The PSS10, in both its current form and potential eight-item configuration, offers a substantive benefit in terms of practical expediency; that is, the scale can be completed in just a few minutes, and it can be easily hand scored in under a minute. It thus makes it efficacious for utilization in both clinical and research settings. From a clinical perspective, it can be utilized by university administrators and/or student services personnel as an initial screening measure for distressed students, as well as a means of assessing student progress during counseling. In research settings, this valid, reliable, and parsimonious scale will allow additional measures to be incorporated into investigations that might otherwise be excluded due instrument length constraints. (For a discussion of additional benefits of parsimonious scales, see Smith et al., 2012: 122–23.)

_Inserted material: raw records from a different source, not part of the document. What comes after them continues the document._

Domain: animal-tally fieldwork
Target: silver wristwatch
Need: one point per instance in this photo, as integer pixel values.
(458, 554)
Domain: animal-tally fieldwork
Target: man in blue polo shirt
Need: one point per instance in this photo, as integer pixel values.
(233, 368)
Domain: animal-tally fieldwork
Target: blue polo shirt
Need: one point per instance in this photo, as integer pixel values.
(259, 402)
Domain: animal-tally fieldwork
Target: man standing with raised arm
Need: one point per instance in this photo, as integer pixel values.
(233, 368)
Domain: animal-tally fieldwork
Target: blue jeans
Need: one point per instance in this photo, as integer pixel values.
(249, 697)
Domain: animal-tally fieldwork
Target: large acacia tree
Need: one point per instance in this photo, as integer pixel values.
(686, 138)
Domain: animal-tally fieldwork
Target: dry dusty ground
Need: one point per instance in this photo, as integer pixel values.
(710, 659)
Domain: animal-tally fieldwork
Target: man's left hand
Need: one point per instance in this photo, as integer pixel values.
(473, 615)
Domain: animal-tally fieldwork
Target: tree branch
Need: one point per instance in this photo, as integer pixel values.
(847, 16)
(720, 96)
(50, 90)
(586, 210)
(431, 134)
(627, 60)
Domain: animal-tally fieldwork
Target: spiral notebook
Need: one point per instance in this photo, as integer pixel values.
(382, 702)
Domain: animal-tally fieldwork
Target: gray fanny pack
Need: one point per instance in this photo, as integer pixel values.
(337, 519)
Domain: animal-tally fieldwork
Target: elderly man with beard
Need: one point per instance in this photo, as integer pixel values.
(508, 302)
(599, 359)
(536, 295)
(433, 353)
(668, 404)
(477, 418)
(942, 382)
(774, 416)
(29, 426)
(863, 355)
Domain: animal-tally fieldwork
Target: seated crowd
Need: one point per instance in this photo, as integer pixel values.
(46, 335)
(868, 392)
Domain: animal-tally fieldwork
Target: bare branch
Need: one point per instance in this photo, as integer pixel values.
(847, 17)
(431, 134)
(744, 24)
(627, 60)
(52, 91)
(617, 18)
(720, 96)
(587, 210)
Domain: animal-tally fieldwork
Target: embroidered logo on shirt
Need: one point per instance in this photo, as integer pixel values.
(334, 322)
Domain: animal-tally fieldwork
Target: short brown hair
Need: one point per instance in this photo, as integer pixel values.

To conclude, Law (2010: 196) cites a number of business occupations that are subject to employee burnout, including public accounting, and suggests that those students experiencing high burnout from schoolwork and concurrent employment may carry over these negative effects to the workplace after graduation. Given the documented relationship between stress and burnout among practicing accountants and the potential negative consequences of excessive stress to the affected individuals (e.g., decreased academic performance), school administrators, and potentially future employers, the availability of a valid and reliable measure to assess perceived stress among business and accounting students would appear substantively valuable. In fact, the ability to assess student stress levels before burnout tendencies manifest would facilitate more timely and cost effective intervention strategies. The above caveats notwithstanding, the PSS10 has the potential to validly identify those students who may be in need of psychological counseling or some other type of stress management intervention before their excessive stress manifests itself in the form of burnout tendencies. This, coupled with the PSS10's ease of administration, argues for further consideration of the scale by business school administrators, clinicians, and researchers.